Real-Time Neural Materials using Block-Compressed Features

TL;DR

The paper tackles real-time material rendering by replacing dense texture data with block-compressed neural features that are decoded in a shader. It introduces block-based neural features compatible with BC6 compression, coupled with a small MLP decoder, enabling continuous, scale-aware material reconstruction directly from UV coordinates without post-filtering. Key contributions include a differentiable BC6 decompression training regime, hardware-compatible filtering via mipmapped neural textures, and a practical pipeline demonstrating memory efficiency and real-time performance on consumer GPUs. The approach achieves sharper results than traditional BC/ASTC methods at similar resolutions and opens avenues for higher-fidelity neural materials in interactive applications while maintaining low overhead.

Abstract

Neural materials typically consist of a collection of neural features along with a decoder network.

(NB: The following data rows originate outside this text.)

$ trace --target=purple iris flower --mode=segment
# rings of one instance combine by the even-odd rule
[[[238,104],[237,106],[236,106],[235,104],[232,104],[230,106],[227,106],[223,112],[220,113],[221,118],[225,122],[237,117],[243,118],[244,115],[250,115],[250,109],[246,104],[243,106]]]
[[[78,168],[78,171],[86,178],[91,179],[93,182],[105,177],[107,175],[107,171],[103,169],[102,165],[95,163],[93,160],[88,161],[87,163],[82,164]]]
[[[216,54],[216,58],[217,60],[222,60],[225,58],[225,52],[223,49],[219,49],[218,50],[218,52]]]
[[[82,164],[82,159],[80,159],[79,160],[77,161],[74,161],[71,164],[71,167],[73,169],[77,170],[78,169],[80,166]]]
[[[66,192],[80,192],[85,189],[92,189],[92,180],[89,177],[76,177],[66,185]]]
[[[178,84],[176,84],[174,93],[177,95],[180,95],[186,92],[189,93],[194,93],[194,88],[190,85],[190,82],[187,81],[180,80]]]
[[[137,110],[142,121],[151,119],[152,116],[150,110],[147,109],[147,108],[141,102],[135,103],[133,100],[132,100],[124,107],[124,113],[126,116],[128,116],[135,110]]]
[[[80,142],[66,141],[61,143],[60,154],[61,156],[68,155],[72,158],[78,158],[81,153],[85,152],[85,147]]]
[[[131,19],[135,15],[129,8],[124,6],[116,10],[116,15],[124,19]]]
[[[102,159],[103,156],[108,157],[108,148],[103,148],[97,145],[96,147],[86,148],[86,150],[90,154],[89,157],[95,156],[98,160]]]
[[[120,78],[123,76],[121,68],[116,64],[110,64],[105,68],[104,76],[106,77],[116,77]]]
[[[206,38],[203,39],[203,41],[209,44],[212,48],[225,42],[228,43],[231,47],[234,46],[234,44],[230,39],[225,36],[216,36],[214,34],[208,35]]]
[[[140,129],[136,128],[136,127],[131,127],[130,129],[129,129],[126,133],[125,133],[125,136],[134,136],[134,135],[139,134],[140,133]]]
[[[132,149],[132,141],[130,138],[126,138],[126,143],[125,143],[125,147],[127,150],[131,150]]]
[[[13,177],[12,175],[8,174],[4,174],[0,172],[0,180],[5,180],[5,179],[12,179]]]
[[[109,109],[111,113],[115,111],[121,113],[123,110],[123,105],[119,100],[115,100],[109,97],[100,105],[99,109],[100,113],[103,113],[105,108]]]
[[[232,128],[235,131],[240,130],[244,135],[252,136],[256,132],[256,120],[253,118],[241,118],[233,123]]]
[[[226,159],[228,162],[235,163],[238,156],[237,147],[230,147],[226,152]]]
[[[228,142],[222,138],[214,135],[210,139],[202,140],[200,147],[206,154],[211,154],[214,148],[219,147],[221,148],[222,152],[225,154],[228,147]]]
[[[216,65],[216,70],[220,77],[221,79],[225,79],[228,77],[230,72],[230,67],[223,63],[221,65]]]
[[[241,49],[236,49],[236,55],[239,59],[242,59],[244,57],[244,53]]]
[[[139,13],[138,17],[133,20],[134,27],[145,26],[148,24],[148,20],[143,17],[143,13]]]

The main challenge in integrating such models in real-time rendering pipelines lies in the large size required to store their features in GPU memory and the complexity of evaluating the network efficiently. We present a neural material model whose features and decoder are specifically designed to be used in real-time rendering pipelines. Our framework leverages hardware-based block compression (BC) texture formats to store the learned features and trains the model to output the material information continuously in space and scale. To achieve this, we organize the features in a block-based manner and emulate BC6 decompression during training, making it possible to export them as regular BC6 textures. This structure allows us to use high resolution features while maintaining a low memory footprint. Consequently, this enhances our model's overall capability, enabling the use of a lightweight and simple decoder architecture that can be evaluated directly in a shader. Furthermore, since the learned features can be decoded continuously, it allows for random uv sampling and smooth transition between scales without needing any subsequent filtering. As a result, our neural material has a small memory footprint, can be decoded extremely fast adding a minimal computational overhead to the rendering pipeline.

Figures (14)

• Figure 1: Block Compression algorithms encode a block of $4 \times 4$ pixels with a set of endpoints forming one or multiple line segments and index each pixel based on it's projected position in the RGB space. In the case where two or more line segments are stored, the pixels are separated into groups according to a pre-defined partition $P$.
• Figure 2: Overview of our neural material framework. (a) The neural features $T_{\theta_i}$ and the MLP $f_\eta$ are fitted through backpropagation to match the filtered material $\mathcal{F}(M)$. (b) After training, the neural features $T_{\theta_i}$ are exported as mipmapped texture sets that can be sampled by the engine and the weights $\eta$ of the MLP are exported as a binary buffer. A shader is used to perform the MLP inference after trilinearly sampling the neural texture, outputting the filtered material $\mathcal{G}_{\theta, \eta}(u, v, s) \approx \mathcal{F}(M)(u,v,s)$. Finally, The renderer can perform the shading step as usual.
• Figure 3: Neural material reconstructed from (a) raw unconstrained neural features and (b) compressed ones. The naive compression of the neural features will lead to artifacts severely affecting the visual quality.
• Figure 4: Evaluating $T_{\theta_i}$ at position $(u, v)$ and scale $s$ is done by performing a BC6 decompression then filtering the result with respect to the given scale. Our simulated BC6 decoding makes it possible to backpropagate through this operation and train the per-block neural features.
• Figure 5: When sampling a feature at a scale level $s$, the block compressed features are filtered using a trilinear interpolation. This requires sampling the two closest mip levels $\lfloor s \rfloor$ and $\lfloor s \rfloor + 1$ using a bilinear interpolation than linearly mixing the results.